Figure 1.
Biomechanical stress induces MEC proliferation.
Proliferation of Ben-Men-I cells (A) and primary porcine MECs (B) exposed to elevated and ambient pressure for 2 days. Proliferation of Ben-Men-I cells and PMECs increased in all cell concentration groups that were exposed to elevated pressure compared to control cells cultivated under ambient pressure conditions (shown is a representative result of three independent experiments; error bars represent SD; Student's t-test: p<0.01, marked with ** for highly significant).
Figure 2.
Endocytotic function of MECs is impacted by elevated pressure.

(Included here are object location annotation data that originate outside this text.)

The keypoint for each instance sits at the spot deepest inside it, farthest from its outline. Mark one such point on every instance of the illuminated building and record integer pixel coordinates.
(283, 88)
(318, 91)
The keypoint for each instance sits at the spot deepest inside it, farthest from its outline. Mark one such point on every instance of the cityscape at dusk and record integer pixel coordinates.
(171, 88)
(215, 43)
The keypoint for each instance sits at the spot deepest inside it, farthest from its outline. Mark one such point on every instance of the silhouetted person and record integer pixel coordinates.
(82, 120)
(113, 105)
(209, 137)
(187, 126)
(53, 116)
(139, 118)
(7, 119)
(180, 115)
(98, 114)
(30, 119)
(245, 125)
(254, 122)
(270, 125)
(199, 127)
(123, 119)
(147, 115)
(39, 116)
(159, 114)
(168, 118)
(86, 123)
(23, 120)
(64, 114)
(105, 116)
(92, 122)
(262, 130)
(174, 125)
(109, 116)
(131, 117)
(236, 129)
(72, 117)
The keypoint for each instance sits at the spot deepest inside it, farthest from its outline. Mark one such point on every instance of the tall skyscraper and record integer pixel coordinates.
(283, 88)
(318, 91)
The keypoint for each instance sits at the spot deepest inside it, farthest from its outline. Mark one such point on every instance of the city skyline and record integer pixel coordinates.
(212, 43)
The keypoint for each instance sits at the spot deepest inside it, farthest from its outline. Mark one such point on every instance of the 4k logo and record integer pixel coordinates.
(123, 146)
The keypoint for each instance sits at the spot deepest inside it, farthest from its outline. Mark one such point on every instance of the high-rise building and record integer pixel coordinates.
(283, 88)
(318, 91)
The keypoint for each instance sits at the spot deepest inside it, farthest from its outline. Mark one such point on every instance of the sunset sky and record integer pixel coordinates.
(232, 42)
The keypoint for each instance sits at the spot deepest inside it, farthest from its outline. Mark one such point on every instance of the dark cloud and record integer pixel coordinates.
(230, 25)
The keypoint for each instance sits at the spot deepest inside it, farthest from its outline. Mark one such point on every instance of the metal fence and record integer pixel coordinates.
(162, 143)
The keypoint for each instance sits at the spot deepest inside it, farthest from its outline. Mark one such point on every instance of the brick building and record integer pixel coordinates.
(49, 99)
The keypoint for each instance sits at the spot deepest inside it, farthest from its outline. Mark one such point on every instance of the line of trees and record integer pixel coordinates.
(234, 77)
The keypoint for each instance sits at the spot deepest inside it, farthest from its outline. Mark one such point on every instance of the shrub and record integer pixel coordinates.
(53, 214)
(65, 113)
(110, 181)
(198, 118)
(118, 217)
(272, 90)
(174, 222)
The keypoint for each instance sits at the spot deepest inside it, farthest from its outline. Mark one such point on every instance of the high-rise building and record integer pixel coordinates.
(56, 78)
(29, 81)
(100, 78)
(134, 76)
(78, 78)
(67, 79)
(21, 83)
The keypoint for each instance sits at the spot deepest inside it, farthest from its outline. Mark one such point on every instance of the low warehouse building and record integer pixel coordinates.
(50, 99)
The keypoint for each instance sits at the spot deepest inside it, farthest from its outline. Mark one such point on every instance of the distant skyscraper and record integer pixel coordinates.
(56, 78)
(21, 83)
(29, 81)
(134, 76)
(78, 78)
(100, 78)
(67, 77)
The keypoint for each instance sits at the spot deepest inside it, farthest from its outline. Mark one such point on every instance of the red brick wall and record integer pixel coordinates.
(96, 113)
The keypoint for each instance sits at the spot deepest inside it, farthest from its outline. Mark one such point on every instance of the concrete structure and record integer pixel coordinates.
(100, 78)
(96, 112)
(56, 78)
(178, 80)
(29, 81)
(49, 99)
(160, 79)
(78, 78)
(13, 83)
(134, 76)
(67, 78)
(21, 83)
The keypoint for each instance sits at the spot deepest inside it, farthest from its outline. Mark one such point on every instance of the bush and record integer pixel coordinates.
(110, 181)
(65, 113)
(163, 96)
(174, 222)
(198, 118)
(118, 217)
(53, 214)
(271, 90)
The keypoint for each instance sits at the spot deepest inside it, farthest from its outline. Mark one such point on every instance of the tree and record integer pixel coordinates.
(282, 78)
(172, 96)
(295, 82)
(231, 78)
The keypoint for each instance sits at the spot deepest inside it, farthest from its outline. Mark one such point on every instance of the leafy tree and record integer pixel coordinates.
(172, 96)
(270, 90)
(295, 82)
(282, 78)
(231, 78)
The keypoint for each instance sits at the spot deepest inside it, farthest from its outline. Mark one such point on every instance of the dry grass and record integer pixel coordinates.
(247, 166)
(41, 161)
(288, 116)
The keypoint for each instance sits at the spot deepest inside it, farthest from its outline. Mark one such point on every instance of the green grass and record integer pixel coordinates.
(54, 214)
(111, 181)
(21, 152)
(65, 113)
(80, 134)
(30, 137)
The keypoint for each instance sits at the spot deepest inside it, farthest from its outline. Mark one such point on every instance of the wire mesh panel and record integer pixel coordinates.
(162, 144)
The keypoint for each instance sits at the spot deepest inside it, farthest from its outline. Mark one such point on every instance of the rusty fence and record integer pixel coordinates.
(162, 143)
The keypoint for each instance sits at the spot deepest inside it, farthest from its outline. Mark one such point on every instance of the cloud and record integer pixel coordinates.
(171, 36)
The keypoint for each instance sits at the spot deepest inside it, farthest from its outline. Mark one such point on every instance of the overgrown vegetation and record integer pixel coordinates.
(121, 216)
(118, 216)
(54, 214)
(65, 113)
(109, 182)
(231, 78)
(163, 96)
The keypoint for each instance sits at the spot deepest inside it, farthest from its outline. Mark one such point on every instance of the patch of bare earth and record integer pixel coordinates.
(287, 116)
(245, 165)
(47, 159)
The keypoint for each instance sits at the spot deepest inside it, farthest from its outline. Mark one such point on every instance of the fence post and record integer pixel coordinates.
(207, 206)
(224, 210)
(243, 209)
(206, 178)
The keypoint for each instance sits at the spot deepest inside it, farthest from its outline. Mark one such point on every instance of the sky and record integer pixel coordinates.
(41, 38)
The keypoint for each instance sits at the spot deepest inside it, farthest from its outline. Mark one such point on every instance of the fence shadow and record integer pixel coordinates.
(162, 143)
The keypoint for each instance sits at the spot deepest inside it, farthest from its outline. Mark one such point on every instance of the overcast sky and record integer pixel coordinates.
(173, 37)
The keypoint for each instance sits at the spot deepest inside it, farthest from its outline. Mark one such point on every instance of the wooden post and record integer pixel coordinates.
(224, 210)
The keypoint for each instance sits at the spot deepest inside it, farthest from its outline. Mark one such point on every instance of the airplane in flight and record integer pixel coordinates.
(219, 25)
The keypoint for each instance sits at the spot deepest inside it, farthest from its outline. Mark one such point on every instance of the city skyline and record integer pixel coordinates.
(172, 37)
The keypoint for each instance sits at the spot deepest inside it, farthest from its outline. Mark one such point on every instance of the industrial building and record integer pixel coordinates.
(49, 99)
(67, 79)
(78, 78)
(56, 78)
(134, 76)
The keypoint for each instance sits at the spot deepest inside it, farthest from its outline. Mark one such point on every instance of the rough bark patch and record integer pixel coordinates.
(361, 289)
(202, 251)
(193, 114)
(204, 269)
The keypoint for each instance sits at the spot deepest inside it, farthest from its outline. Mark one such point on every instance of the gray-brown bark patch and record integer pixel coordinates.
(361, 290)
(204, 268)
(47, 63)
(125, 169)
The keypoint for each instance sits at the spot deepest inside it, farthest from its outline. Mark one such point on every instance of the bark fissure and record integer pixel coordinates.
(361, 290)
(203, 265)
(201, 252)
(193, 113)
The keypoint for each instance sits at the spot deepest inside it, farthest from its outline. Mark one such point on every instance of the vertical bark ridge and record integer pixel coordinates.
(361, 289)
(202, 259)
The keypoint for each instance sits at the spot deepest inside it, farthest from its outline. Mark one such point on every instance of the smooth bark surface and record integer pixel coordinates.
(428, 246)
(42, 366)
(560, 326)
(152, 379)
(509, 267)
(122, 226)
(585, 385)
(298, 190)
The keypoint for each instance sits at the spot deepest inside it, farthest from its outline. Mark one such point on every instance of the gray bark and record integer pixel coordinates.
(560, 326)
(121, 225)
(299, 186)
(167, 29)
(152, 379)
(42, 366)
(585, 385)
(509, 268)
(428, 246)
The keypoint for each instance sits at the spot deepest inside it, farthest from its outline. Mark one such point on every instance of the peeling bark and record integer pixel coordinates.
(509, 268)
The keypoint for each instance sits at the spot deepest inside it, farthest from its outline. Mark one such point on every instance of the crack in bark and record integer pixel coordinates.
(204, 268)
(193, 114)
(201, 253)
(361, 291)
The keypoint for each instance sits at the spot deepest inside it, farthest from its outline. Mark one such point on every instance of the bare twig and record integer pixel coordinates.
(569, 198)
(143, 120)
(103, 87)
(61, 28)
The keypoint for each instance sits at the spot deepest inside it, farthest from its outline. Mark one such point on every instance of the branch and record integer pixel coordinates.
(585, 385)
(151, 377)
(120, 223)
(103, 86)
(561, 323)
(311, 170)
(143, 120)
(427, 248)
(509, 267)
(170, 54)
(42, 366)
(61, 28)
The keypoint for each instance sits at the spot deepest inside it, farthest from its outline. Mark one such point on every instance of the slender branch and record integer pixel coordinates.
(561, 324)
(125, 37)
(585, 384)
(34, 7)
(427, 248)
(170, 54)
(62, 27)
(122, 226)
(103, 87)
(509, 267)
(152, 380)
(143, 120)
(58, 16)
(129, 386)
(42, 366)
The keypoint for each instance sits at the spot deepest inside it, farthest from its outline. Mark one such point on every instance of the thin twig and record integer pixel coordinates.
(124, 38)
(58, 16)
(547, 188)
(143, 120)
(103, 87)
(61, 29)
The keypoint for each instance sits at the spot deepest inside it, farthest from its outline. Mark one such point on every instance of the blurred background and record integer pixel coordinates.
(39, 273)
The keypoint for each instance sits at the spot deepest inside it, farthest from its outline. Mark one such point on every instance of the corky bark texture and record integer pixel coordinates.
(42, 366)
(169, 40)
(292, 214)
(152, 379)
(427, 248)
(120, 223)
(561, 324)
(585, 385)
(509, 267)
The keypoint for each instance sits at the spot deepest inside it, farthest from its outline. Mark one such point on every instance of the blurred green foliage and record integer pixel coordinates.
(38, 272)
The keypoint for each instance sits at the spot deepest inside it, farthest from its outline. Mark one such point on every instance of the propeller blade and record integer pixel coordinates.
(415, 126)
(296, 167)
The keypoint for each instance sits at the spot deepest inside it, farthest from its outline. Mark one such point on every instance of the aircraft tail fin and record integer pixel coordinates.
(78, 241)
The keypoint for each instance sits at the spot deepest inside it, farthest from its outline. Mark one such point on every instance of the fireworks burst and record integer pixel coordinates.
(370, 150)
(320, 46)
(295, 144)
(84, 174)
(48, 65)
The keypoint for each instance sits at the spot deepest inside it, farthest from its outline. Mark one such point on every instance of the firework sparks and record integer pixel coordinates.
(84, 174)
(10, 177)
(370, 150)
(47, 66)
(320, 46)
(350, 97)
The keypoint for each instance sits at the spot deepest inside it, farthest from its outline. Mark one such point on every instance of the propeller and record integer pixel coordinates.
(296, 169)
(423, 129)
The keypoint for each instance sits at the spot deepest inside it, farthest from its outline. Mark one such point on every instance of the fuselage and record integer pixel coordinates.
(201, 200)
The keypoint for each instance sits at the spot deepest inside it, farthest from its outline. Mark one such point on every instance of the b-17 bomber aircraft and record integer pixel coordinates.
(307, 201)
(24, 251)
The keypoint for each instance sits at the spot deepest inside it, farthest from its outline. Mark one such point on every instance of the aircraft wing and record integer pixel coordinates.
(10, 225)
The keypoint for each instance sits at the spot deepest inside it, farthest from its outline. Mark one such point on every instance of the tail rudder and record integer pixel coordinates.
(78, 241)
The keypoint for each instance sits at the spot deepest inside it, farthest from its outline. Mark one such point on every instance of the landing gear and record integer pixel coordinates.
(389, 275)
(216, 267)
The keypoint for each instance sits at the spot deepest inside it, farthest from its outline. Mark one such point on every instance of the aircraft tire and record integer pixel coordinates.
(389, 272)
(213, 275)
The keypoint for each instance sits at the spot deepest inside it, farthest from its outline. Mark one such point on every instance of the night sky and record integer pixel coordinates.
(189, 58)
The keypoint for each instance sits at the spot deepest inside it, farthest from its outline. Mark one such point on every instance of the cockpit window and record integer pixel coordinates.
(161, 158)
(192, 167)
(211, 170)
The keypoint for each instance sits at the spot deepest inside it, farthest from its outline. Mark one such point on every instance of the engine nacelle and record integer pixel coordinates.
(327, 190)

Ben-Men-I cells (A) or PMECs (B) were treated with elevated pressure for two days and fluorescent latex beads were added to assess endocytotic activity by fluorescence microscopy (>100 cells scored/condition). Ben-Men-I cells (Student's t-test: p<0.01, marked with ** for highly significant) as well as PMECs (Student's t-test: p<0.05, marked with * for significant) showed a significant decrease in endocytotic activity after pressure treatment compared to control treated cells (shown is a representative result of three independent experiments; error bars represent SD).
Figure 3.
Hypoxia does not impact MEC function.
Ben-Men-I cells and PMECs were incubated under limited oxygen conditions (1% O2) and compared to cells cultivated under normoxia. Cellular viability was only slightly impacted by this treatment in Ben-Men-I (A – representative result shown of three independent experiments; error bars represent SD; Student's t-test: p<0.05, marked with *) but not significantly in PMECs (C, marked with n.s. for not significant). Evaluation of endocytotic activity by scoring fluorescent latex bead uptake did not reveal a significant difference after hypoxia in Ben-Men-I cells (B, marked with n.s. for not significant) or PMECs (D, marked with n.s. for not significant).
Figure 4.
Oxidative stress impairs MEC function.
Ben-Men-I cells (A; error bars represent +SEM; ANOVA p<0.01, Tukey's HSD post-hoc test see Figure S1A) (5×104 cells/ml) or PMECs (C; error bars represent +SEM; ANOVA p<0.01, Tukey's HSD post-hoc test see Figure S1B) were treated with varying concentrations of the complex I inhibitor rotenone (0–20 µM) for 24 hours to induce oxidative stress. Oxidative damage resulting in decreased viability was measured using MTS. The impact of oxidative stress on MEC function in terms of endocytosis was analyzed by scoring fluorescent latex bead uptake following treatment with different concentrations (0, 0.05 and 0.75 µM) of rotenone. Intensity of latex beads engulfed by Ben-Men-I cells (B; >100 cells/condition; error bars represent SD of three independent counts; Student's t-test: p<0.05; marked with * for significant) or PMECs (D; >100 cells/condition; error bars represent SD of three independent counts; Student's t-test: p>0.05; marked with n.s. for not significant) decreases with increasing of rotenone concentration where Ben-Men-I cells display a high sensitivity towards rotenone with a reduction in endocytosis at low, non toxic rotenone concentrations while PMECs are more resistant to oxidative stress and maintain their rate of endocytosis.